Database Management Systems
Databases have been in use since the earliest days of electronic computing, but the vast majority of these were custom programs written to access custom databases. Unlike modern systems which can be applied to widely different databases and needs, these systems were tightly linked to the database in order to gain speed at the expense of flexibility.
A database is an organized collection of related information.
A Relational database is a collection of relations or two-dimensional tables.
A Thing of significance about which information needs to be known. Examples are Departments, Employees, and Orders.
Something that describes or qualifies an Entity. For example, for the employee entity the attributes would be the employee number, name, job title, Dept number and so on.
A named Association between entities is called Relationship.

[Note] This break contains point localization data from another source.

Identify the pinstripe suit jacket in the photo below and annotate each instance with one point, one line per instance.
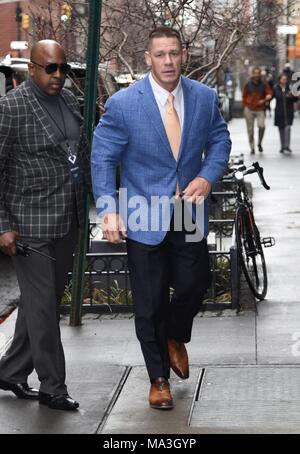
(36, 192)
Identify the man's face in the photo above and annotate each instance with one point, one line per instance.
(256, 75)
(52, 83)
(165, 56)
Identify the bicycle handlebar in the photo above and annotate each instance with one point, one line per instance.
(255, 168)
(260, 172)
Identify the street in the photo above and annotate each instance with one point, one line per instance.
(245, 369)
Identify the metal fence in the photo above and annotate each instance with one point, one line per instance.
(107, 284)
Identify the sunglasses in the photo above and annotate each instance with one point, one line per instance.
(53, 67)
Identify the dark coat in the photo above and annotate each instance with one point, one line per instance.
(284, 110)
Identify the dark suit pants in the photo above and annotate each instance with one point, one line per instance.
(173, 263)
(37, 343)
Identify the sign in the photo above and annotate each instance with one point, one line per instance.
(287, 29)
(19, 45)
(2, 84)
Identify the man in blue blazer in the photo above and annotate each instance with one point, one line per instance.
(171, 143)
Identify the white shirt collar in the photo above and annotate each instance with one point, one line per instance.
(161, 94)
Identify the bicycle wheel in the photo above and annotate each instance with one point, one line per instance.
(250, 252)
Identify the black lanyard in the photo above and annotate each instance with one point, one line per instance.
(71, 154)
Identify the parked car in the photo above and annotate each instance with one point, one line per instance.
(16, 70)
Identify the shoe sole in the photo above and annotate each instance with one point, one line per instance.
(162, 407)
(179, 374)
(19, 395)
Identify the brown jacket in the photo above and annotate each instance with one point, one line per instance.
(253, 93)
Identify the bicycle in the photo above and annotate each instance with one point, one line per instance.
(248, 240)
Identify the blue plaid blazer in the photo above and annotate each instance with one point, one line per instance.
(131, 134)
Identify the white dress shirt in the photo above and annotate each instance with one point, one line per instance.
(161, 96)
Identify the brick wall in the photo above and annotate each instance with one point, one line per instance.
(9, 28)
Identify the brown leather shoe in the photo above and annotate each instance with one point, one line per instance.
(160, 395)
(179, 360)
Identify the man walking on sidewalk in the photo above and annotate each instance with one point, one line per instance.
(256, 94)
(44, 165)
(158, 130)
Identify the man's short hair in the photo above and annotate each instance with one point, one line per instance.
(164, 32)
(256, 68)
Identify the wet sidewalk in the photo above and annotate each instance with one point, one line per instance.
(245, 369)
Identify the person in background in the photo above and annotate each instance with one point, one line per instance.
(45, 169)
(256, 94)
(284, 111)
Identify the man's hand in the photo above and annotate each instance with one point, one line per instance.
(196, 190)
(261, 102)
(113, 228)
(8, 242)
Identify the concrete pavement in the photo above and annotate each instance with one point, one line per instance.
(245, 369)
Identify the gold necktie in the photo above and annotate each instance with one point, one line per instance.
(172, 126)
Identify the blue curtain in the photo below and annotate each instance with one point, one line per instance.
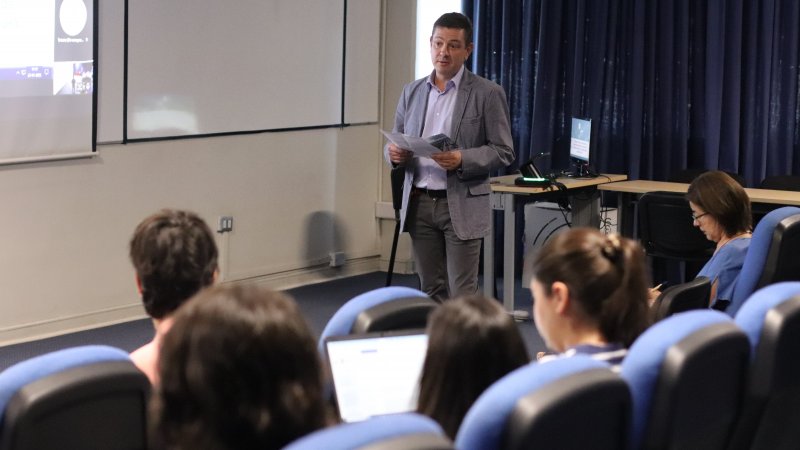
(668, 84)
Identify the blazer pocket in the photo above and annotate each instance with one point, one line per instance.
(480, 189)
(470, 119)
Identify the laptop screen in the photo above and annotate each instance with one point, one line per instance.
(376, 373)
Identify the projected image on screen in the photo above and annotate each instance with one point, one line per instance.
(46, 78)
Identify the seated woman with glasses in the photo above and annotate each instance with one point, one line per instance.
(721, 210)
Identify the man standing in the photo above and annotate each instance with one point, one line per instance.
(446, 197)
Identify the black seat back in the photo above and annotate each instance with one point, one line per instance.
(699, 389)
(100, 405)
(599, 400)
(399, 314)
(666, 230)
(693, 294)
(783, 257)
(770, 416)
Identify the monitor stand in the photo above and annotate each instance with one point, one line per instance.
(581, 170)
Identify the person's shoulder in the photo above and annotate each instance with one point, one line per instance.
(737, 246)
(477, 80)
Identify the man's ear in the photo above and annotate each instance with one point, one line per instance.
(560, 293)
(139, 285)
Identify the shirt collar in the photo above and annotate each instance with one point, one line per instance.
(455, 81)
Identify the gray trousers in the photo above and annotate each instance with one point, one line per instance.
(447, 265)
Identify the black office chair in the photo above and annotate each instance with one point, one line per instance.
(398, 314)
(693, 294)
(667, 234)
(398, 175)
(770, 417)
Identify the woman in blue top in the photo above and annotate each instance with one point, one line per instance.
(590, 294)
(721, 209)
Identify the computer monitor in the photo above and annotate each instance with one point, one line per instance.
(376, 373)
(580, 146)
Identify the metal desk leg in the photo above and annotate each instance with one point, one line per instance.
(625, 214)
(509, 229)
(509, 252)
(489, 279)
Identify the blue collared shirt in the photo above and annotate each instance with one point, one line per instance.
(438, 120)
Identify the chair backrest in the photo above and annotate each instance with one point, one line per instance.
(398, 314)
(781, 183)
(408, 431)
(686, 375)
(682, 297)
(81, 397)
(341, 323)
(770, 417)
(543, 402)
(666, 230)
(771, 257)
(688, 175)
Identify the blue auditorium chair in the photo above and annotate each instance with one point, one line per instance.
(686, 374)
(564, 403)
(383, 309)
(407, 431)
(78, 398)
(771, 257)
(770, 416)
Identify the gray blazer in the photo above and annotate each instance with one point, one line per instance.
(480, 128)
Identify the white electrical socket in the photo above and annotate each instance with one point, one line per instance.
(337, 259)
(225, 224)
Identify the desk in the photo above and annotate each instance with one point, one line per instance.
(584, 213)
(627, 191)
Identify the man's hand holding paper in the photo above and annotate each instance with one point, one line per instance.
(416, 144)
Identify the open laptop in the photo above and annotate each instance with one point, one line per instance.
(376, 373)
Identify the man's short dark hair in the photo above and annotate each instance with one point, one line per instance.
(457, 21)
(175, 256)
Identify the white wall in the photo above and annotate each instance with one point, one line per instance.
(294, 196)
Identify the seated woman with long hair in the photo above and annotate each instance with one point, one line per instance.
(239, 369)
(590, 293)
(721, 210)
(472, 342)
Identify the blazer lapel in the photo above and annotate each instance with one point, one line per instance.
(464, 90)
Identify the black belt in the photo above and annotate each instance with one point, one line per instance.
(432, 193)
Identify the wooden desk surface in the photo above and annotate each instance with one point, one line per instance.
(756, 195)
(506, 183)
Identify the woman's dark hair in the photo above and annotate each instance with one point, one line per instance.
(239, 369)
(606, 277)
(719, 195)
(456, 21)
(472, 342)
(174, 255)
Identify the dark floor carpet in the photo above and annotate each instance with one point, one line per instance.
(317, 301)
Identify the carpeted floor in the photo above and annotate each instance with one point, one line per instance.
(317, 301)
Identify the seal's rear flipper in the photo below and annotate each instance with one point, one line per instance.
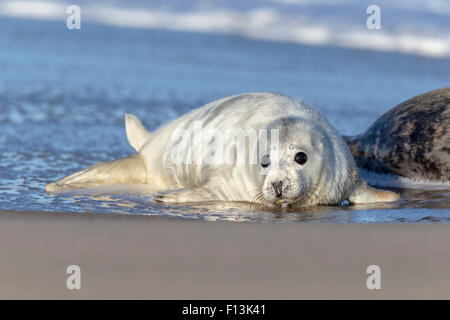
(363, 193)
(130, 170)
(137, 135)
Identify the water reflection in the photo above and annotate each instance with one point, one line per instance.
(425, 206)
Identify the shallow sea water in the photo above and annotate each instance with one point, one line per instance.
(63, 96)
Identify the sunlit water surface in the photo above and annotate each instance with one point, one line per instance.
(63, 96)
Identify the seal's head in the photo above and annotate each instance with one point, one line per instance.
(299, 161)
(309, 164)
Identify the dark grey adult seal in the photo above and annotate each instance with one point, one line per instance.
(411, 140)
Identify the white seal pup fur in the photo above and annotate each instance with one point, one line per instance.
(312, 166)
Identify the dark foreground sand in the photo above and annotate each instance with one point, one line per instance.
(156, 258)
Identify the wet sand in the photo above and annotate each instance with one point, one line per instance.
(124, 256)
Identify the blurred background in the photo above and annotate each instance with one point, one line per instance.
(63, 93)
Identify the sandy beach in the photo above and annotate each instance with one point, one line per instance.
(124, 256)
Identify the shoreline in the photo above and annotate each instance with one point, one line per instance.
(144, 257)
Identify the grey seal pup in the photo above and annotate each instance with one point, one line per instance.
(262, 148)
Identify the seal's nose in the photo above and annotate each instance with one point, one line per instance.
(277, 187)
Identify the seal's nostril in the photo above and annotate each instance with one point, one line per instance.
(277, 187)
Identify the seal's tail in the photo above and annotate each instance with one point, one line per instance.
(130, 170)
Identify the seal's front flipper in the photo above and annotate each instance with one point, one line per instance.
(363, 193)
(137, 135)
(203, 193)
(130, 170)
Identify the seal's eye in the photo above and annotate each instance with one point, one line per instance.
(265, 161)
(301, 158)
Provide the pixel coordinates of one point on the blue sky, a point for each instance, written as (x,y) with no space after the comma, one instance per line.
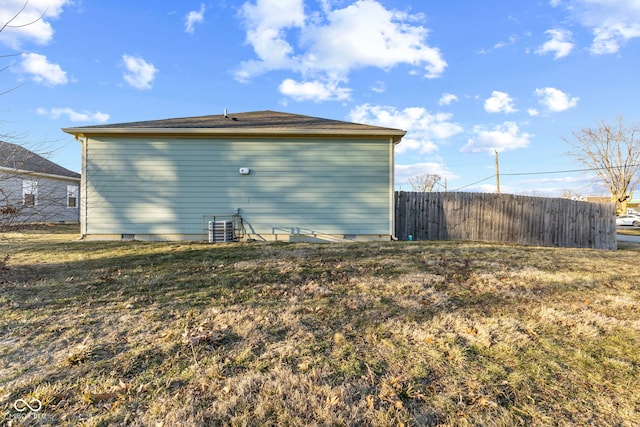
(464,79)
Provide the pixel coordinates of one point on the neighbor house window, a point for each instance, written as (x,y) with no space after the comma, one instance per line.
(29,192)
(72,196)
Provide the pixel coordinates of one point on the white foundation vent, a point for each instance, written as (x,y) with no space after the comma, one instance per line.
(220,231)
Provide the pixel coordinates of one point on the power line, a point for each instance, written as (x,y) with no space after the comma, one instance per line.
(545,173)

Database Management System (DBMS)
A database management system (DBMS) is a computer program (or more typically, a suite of them) designed to manage a database (a large set of structured data), and run operations on the data requested by numerous clients.
Typical examples of DBMS use include accounting, human resources and customer support systems.
Originally found only in large organizations with the computer hardware needed to support large data sets, DBMSs have more recently emerged as a fairly standard part of any company back office.
DBMS’s are found at the heart of most database applications.
Sometimes DBMSs are built around a private multitasking kernel with built-in networking support although nowadays these functions are left to the operating system.
A database management system (DBMS) is a system, usually automated and computerized, for the management of any collection of compatible, and ideally normalized, data.
A database application is computer software written to manage the data of a particular application or problem.
As computers grew in capability, this trade off became increasingly unnecessary and a number of general purpose database systems emerged, by the mid-1960s there were a number of such systems in commercial use.
Interest in a standard began to grow, and Charles Bachman, author of one such product, IDS, founded the Database Task Group within CODASYL, the group responsible for the creation and standardization of COBOL.
In 1971 they delivered their standard, which generally became known as the Codasyl approach, and soon there were a number of commercial products based on it available.
The Codasyl approach was based on the manual navigation of a linked dataset which was formed into a large network.
When the database was first opened, the program was handed back a link to the first record in the database, which also contained pointers to other pieces of data.
To find any particular record the programmer had to step through these pointers one at a time until the required record was returned. Simple queries like
find all the people in Swedenrequired the program to walk the entire data set and collect the matching results.
There was, essentially, no concept of
This might sound like a serious limitation today, but in an era when the data was most often stored on magnetic tape such operations were too expensive to contemplate anyway.
IBM also had their own DBMS system in 1968, known as IMS. IMS was a development of software written for the Apollo program on the System/360. IMS was generally similar in concept to Codasyl, but used a strict hierarchy for its model of data navigation instead of Codasyl’s network model.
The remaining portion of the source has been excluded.